Neser erinnerte daran, dass die Gründung eines CDU-Ortsverbandes im Zusammenhang mit den ersten Kommunalwahlen nach dem 2. Weltkrieg „zwischen den Jahren“ 1945/46 erfolgt ist; von Mörtelstein wisse man sogar das genaue Datum: 7. Januar 1946. In Obrigheim traten damals 15 Bürger der CDU bei; Vorstand war Theodor Knapp; in Mörtelstein waren es 5 Bürger, Vorstand war BM Wilhelm Heiß. Der überkonfessionelle Charakter der neuen Partei zeigte sich auch in der Mitgliederstruktur; Landwirte dominierten. Neser berichtete dann sehr ausführlich über die Zeit seit 1962, aus der die Unterlagen lückenlos vorhanden sind. Insbesondere in der Zeit der Vorsitzenden Albert Gebele und Anton Pichl (1965-1973) wurde die CDU nun stärker wahrgenommen. Mit Karl Heinz Neser (1973-2003) als Vorsitzendem gelang dann die Positionierung in der Kommunalpolitik. Dabei mussten  auch manche Strukturen aufgebrochen werden, bis die CDU akzeptiert war. Die Kommunalwahlen 1975 und 1980 sowie die für die CDU erfolgreichen Bürgermeisterwahlen 1980 und 1990 waren dabei wichtige Wegmarken. 2003 wurde mit der Wahl von Ingo Link der Generationenwechsel vollzogen.
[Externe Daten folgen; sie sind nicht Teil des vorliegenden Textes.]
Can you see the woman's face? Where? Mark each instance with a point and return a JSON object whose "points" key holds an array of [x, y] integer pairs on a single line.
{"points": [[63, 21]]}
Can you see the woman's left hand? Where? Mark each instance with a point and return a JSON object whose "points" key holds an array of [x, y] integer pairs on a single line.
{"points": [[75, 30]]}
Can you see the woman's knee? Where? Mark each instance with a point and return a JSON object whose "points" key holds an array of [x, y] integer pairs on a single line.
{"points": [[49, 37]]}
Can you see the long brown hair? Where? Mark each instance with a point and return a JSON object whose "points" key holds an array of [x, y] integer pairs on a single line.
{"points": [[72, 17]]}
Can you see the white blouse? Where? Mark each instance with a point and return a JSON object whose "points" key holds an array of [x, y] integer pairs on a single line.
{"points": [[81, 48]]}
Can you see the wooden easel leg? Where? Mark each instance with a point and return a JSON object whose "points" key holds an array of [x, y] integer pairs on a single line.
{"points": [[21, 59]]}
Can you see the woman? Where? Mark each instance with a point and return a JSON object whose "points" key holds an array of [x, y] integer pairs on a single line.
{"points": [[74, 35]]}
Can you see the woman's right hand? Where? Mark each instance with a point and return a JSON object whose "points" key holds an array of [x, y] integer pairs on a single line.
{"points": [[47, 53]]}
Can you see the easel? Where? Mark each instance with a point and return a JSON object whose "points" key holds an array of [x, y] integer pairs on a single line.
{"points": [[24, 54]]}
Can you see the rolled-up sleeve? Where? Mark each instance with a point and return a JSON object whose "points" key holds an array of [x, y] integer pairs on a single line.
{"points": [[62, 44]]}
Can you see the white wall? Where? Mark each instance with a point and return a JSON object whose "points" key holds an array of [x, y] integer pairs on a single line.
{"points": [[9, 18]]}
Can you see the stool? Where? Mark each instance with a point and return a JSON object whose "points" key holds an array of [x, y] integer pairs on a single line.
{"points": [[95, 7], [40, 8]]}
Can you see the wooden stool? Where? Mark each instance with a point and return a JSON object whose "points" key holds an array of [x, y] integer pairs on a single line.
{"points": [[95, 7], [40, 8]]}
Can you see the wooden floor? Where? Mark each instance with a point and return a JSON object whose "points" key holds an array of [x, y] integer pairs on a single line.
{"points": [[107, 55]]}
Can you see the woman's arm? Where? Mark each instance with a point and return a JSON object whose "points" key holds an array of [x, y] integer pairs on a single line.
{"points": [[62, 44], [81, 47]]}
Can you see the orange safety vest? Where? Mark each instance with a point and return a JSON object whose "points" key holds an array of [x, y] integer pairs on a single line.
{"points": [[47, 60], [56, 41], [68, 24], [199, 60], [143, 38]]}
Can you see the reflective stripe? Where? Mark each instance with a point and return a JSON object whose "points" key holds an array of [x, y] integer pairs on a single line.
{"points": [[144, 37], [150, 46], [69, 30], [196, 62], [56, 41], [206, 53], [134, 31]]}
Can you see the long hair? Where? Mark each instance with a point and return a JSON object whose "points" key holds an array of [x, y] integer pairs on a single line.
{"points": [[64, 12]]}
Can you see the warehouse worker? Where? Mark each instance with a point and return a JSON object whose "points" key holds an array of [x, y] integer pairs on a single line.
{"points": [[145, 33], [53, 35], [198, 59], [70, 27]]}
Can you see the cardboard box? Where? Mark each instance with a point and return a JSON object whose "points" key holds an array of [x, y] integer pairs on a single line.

Europaabgeordneter Dr. Thomas Ulmer gratulierte für 60 Jahre erfolgreiche Arbeit. Er wies auch auf 53 Jahre aktive Regierungsarbeit der CDU in Baden-Württemberg hin. Dies sei auch ein Grund, dass das Land in den meisten Bereichen einen Spitzenplatz hat und es besser als andere Länder dasteht. Die Abschaltung des KWO bezeichnete er als einen „Frevel am Vermögen des Volkes“ und ganz im Gegensatz zur internationalen Entwicklung. Es werde so weit kommen, dass uns dann Russland Gas liefert, weil man in Deutschland die Kernkraftwerke abstellt, und Russland 25 Kernkraftwerke baut, die dann auch noch den Strom nach Deutschland liefern. Ulmer: „Mit ineffizienten Windrädern kann man nicht die Zukunft gewinnen!“

Auch Minister Peter Hauk nahm sich des Energiethemas an, nachdem er andere Bereiche der Landespolitik gestreift hatte. Überall würden die Laufzeiten für Kernkraftwerke verlängert, auch das KWO hätte dazu die Chance gehabt, wenn die Bundestagswahl zu einem anderen Ergebnis geführt hätte. Die nationalen Stromversorger setzten auf Kohle und Gas, was vom Klimaschutz abzulehnen sei, und Stromimport. Damit werde die Energie verteuert; Wirtschaft aber auch Bürger würden damit belastet. Er sprach sich für einen vernünftigen Ausbau der alternativen Energien als Teil des Energiemixes aus, der die Kernkraft für eine Übergangszeit beinhaltet. Bei uns liege das Potential in der Biomasse und der Geothermie; auch der Anteil biogener Kraftstoffe werde wachsen. Der Weg zu einem Bioenergiezentrum Obrigheim sei kein einfacher Weg und vor allem kein Ersatz für KWO.

Folgende Mitglieder wurden dann für langjährige Mitgliedschaft geehrt: Franz Nachreiner brachte es auf 50 Jahre und Kurt Krones auf 40 Jahre. 30 Jahre sind dabei: Erwin Brauss, Klaus-Peter Dittmer, Jürgen Kühner und Wolfgang Metzger; 25 Jahre:  Marianne Barth, Marliese Ehrmann, Wolfgang Lintz, Albert Ludäscher, Ernst Ludäscher und Edeltraud Neumann; 20 Jahre: Klaus Beckfeld, Georg Gierloff, Horst Keller, Josef Kreiss, Horst Keller und Roland Lauer.